Cody blew smoke and shrugged again. “That’s what they say. I ain’t never seen one. Can’t really see why that’d be fun. Never understood why shooting squeakies was fun either, but you asked what people do.” He held up both hands. “That’s about it.”

“Oh my God.” Nate hadn’t ever killed anything in his life, unless he counted the occasional insect or spider on the bathroom floor, but he’d seen a cat get run over once in Texas. He didn’t ever want to see anything like that again. “I think hanging out in this field is better.”

Cody smiled at him. “See? You’re getting used to Wyoming already.”

Once he was back home, Nate went to the bookshelf in the family room and scanned the spines of the set of encyclopedias his parents had bought two years before. S comprised two full volumes. He pulled out the second one and sat cross-legged on the floor as he flipped through the pages.

No “squeakies.”

“Whatcha doing?” his dad asked, startling Nate from his contemplation of the book. “School hasn’t even started yet, and you’re doing research?”

“What’s a squeakie?”

“Squeakies.” His dad chuckled. “I wondered the same thing. Turns out they’re some kind of ground squirrel, although I’m not sure which kind. Jake said a Thompson’s ground squirrel, and Fred told me they’re actually Uinta ground squirrels, and Susan told me they’re Wyoming ground squirrels.” He scratched his head and shrugged. “Not sure who’s right or what the difference between them is anyway. Why? Somebody ask you to go shooting with them?”

“Not exactly, but I heard that’s what some people here do for fun.”
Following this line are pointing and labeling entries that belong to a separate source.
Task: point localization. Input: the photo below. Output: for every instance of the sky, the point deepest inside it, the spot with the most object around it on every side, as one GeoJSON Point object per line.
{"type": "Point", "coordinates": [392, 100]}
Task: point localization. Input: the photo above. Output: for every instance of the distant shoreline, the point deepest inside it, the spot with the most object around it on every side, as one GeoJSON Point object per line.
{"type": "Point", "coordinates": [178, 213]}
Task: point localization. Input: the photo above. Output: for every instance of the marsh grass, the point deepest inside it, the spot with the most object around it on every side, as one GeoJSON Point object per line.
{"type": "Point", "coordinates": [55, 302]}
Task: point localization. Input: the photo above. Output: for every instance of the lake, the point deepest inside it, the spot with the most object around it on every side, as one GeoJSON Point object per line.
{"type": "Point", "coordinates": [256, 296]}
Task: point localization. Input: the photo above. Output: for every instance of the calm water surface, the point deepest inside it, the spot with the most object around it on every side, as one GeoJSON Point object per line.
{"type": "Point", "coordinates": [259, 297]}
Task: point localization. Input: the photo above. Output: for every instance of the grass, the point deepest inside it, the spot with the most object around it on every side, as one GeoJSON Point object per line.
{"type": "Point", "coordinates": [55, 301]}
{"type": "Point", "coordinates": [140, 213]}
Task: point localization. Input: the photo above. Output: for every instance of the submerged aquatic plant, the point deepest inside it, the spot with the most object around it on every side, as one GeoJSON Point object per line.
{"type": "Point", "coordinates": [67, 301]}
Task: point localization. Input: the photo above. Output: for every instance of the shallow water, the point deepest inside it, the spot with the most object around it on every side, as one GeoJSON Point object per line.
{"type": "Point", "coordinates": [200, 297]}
“Yeah, I’ve already been on a couple of calls because of it. People shooting guns in city limits, or on someone’s private property. For what it’s worth, I’d rather you didn’t participate in that particular local custom. It’s bound to get you in trouble sooner rather than later.”

Nate was perfectly happy to promise he wouldn’t go out shooting innocent ground squirrels anytime soon, but for the rest of the night, he brooded over his conversation with Cody. He imagined squeakies—they looked like prairie dogs in his mind, no matter what Cody said—running for cover, and antelope fleeing pickup trucks, and dogs, forced to fight to the death while a bunch of rednecks laughed and drank.
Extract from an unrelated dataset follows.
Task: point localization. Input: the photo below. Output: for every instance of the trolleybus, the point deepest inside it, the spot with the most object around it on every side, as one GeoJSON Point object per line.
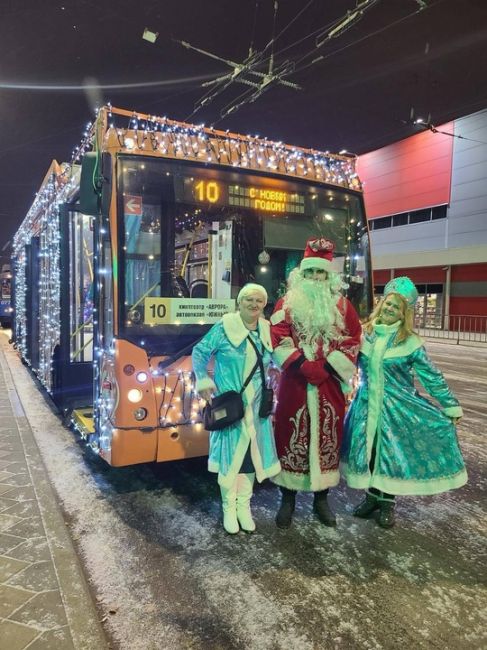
{"type": "Point", "coordinates": [5, 296]}
{"type": "Point", "coordinates": [134, 249]}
This was what passed for entertainment in Wyoming?

He took a deck of cards to the field with him the next morning. It was almost impossible to keep them from blowing away, but over the next few days, they managed a few games of Go Fish, Crazy Eights, and War. They were attempting a game of Five Card Draw when Cody suddenly asked, “So, why’d your folks split?”
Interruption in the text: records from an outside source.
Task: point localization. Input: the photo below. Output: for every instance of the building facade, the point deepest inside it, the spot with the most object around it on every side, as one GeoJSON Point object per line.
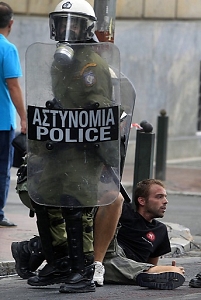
{"type": "Point", "coordinates": [160, 46]}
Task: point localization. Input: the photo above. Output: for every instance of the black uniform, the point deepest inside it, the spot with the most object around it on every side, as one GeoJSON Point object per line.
{"type": "Point", "coordinates": [137, 240]}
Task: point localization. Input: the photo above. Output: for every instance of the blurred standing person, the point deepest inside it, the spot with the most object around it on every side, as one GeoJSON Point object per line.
{"type": "Point", "coordinates": [11, 99]}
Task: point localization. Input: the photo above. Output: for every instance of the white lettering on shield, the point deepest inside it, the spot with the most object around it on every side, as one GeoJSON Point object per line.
{"type": "Point", "coordinates": [73, 125]}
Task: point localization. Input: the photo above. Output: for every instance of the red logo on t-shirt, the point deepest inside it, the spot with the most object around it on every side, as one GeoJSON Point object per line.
{"type": "Point", "coordinates": [151, 236]}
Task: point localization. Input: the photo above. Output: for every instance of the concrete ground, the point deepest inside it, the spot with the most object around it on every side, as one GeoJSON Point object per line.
{"type": "Point", "coordinates": [183, 186]}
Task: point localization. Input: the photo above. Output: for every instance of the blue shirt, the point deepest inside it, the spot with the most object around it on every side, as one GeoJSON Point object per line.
{"type": "Point", "coordinates": [9, 68]}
Nate squirmed. He wasn’t sure he wanted to talk about it. Then again, he had a feeling Cody would understand, seeing as how his own parents weren’t together either.

“My dad had an affair.”

“Suppose that’d do it.”

“I guess.” Nate didn’t know the details. His parents hadn’t ever told him, but he’d overheard his aunt and uncle whispering about it.

He didn’t want to think about his parents. He scowled down at his cards. He didn’t even have a lousy pair. “I fold.”

Cody laughed as he gathered Nate’s discarded cards. “Bad move. I didn’t have shit.”

They weren’t playing for anything, so it didn’t matter. Nate’s hair was blowing in his face again, and he pushed it off his forehead. He kept thinking he’d buy a baseball cap, but he had yet to find one in Wyoming that didn’t have either a John Deere logo or some redneck slogan on it.

He glanced at Cody who was shuffling the cards, a cigarette dangling from his lips. “What about yours?”

Cody frowned as if he hadn’t considered that Nate might turn the tables on him. He cleared his throat, and took the cigarette out of his mouth. “My dad was sort of in and out all along, you know? But I guess he’s been mostly ‘out’ since I was ten or eleven. He lives in Worland.”